Tek-Tips is the largest IT community on the Internet today!

Members share and learn making Tek-Tips Forums the best source of peer-reviewed technical information on the Internet!

  • Congratulations gkittelson on being selected by the Tek-Tips community for having the most helpful posts in the forums last week.
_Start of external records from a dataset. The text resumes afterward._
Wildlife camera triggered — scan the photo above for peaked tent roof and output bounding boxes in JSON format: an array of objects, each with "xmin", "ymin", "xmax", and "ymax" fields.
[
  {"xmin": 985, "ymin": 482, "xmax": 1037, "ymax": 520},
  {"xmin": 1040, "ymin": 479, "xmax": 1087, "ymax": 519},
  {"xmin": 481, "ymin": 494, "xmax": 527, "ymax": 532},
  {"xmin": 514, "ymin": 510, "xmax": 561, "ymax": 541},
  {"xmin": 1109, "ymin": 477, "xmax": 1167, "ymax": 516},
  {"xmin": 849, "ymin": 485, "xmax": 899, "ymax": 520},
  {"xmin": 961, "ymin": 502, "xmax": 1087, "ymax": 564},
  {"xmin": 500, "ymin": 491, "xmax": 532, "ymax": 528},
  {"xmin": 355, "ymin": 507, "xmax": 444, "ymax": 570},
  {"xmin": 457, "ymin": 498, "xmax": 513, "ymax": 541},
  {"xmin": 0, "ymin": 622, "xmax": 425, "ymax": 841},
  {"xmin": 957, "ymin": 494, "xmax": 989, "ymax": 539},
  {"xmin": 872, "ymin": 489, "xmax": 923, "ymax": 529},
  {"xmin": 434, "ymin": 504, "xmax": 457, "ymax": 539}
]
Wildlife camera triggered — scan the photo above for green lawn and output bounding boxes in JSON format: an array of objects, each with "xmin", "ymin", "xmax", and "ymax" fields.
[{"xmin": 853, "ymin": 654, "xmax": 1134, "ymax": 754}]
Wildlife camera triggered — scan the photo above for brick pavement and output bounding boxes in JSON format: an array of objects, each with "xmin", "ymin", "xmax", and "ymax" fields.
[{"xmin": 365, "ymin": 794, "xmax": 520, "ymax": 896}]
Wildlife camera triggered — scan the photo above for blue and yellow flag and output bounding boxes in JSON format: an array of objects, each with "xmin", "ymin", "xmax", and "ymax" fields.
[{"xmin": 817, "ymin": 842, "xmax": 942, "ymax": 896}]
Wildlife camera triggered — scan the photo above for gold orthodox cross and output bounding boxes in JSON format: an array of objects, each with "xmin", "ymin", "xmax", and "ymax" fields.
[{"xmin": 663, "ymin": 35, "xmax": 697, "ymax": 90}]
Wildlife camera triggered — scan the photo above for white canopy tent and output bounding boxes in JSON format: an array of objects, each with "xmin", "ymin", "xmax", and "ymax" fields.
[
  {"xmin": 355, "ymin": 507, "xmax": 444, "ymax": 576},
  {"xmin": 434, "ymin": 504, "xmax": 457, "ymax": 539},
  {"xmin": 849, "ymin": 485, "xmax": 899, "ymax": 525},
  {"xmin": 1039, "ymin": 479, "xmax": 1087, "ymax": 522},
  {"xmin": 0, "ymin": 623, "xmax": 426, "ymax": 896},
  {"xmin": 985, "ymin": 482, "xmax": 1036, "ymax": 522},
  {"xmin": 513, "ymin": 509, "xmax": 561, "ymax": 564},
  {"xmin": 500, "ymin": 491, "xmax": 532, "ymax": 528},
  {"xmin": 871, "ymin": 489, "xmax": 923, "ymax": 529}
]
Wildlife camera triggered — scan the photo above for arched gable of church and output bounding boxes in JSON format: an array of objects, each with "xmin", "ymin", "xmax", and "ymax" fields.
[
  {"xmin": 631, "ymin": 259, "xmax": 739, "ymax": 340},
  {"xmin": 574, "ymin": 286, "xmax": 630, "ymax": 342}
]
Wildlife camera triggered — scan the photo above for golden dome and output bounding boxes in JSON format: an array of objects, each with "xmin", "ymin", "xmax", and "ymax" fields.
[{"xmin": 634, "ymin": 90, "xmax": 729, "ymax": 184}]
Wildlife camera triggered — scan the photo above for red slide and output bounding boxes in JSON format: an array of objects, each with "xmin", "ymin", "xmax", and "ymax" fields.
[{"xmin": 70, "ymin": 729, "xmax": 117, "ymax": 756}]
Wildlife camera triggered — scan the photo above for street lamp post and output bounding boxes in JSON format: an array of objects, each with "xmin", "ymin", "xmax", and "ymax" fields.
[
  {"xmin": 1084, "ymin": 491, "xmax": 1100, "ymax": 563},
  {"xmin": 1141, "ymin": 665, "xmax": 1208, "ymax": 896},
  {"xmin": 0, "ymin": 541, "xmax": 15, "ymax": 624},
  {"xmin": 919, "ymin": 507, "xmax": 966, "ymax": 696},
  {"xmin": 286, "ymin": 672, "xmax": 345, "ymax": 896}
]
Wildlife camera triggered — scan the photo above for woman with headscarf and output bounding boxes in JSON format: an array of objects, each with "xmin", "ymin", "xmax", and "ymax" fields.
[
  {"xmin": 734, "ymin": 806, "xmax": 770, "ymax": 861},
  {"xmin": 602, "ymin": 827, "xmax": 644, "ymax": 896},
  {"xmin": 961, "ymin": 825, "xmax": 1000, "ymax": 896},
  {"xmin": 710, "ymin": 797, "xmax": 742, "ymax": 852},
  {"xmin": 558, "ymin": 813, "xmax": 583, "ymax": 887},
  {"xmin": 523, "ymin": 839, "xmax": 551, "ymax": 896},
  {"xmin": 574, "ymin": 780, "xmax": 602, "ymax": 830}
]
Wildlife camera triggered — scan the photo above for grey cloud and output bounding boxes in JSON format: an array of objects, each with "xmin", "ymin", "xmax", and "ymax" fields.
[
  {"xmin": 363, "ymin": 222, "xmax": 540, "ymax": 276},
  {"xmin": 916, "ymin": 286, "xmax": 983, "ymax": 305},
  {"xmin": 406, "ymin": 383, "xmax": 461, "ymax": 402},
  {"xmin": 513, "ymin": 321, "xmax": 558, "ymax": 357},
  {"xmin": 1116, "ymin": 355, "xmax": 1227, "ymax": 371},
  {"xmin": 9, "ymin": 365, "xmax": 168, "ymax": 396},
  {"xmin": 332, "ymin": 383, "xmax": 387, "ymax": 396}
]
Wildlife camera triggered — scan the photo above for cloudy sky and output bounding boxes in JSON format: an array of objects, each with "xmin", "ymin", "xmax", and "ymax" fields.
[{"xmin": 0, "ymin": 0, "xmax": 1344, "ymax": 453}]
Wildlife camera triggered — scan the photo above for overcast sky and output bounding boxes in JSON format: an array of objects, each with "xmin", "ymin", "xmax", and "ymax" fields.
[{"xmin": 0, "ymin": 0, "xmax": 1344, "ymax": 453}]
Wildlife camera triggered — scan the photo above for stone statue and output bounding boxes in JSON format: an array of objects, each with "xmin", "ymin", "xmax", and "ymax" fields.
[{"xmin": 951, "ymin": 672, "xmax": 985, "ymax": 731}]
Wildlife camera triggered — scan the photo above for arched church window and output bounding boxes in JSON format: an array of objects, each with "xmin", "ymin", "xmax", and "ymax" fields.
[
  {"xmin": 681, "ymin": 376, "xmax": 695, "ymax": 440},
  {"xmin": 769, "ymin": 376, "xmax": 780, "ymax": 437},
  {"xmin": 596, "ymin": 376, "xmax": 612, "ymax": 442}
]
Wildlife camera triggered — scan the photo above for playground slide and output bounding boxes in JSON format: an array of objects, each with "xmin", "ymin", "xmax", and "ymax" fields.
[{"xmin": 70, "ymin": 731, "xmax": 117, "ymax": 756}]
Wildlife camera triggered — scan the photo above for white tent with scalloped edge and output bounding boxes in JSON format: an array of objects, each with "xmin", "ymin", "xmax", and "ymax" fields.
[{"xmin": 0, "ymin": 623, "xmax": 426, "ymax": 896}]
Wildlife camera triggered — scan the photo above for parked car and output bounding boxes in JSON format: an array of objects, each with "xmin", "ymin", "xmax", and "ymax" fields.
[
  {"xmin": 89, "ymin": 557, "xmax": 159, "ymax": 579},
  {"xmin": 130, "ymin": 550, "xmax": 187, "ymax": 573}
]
Way to Go!

Working With Spaces In Strings

Status
Not open for further replies.

JasonCannon

IS-IT--Management
Apr 11, 2013
30
US
I have just started working with records that have excess spaces within titles and names and I am trying to find the best way to "clean them up."

I cannot trim out all the spaces as I need them between the words.

Examples:
- "A AA Self Storage" should read "AAA Self Storage"
- "A A A Carolina" and "A AA Carolina" should read "AAA Carolina"
- "A A Al-Anon" should read "AA Al-Anon"
- "BB T Bank" should read "BBT Bank"
etc.

Trying to find a better way than to have a long CASE .. ENDCASE statement.

Any suggestions?

Thanks.

"..if you give a man a fish he is hungry again in an hour. If you teach him to catch a fish you do him a good turn."
-- Anne Isabella Thackeray Ritchie.
 
Hi,

There is no clear pattern between how "A AA Self Storage" and "A A A Carolina" should be trimmed but you might have a look at the STRTRAN() function

? STRTRAN(A AA Self, " ","",1,1) && yields "AAA Self"
? STRTRAN(A A A Carolina, " ","",1,2) && yields "AAA Carolina"

hth

MarK
 
Not quite sure what your business rule is. Are you saying that if a "word" contains a single letter, it should be concatenated with the previous (or next?) word? (Your last example [BB T Bank] is ambiguous in that respect.)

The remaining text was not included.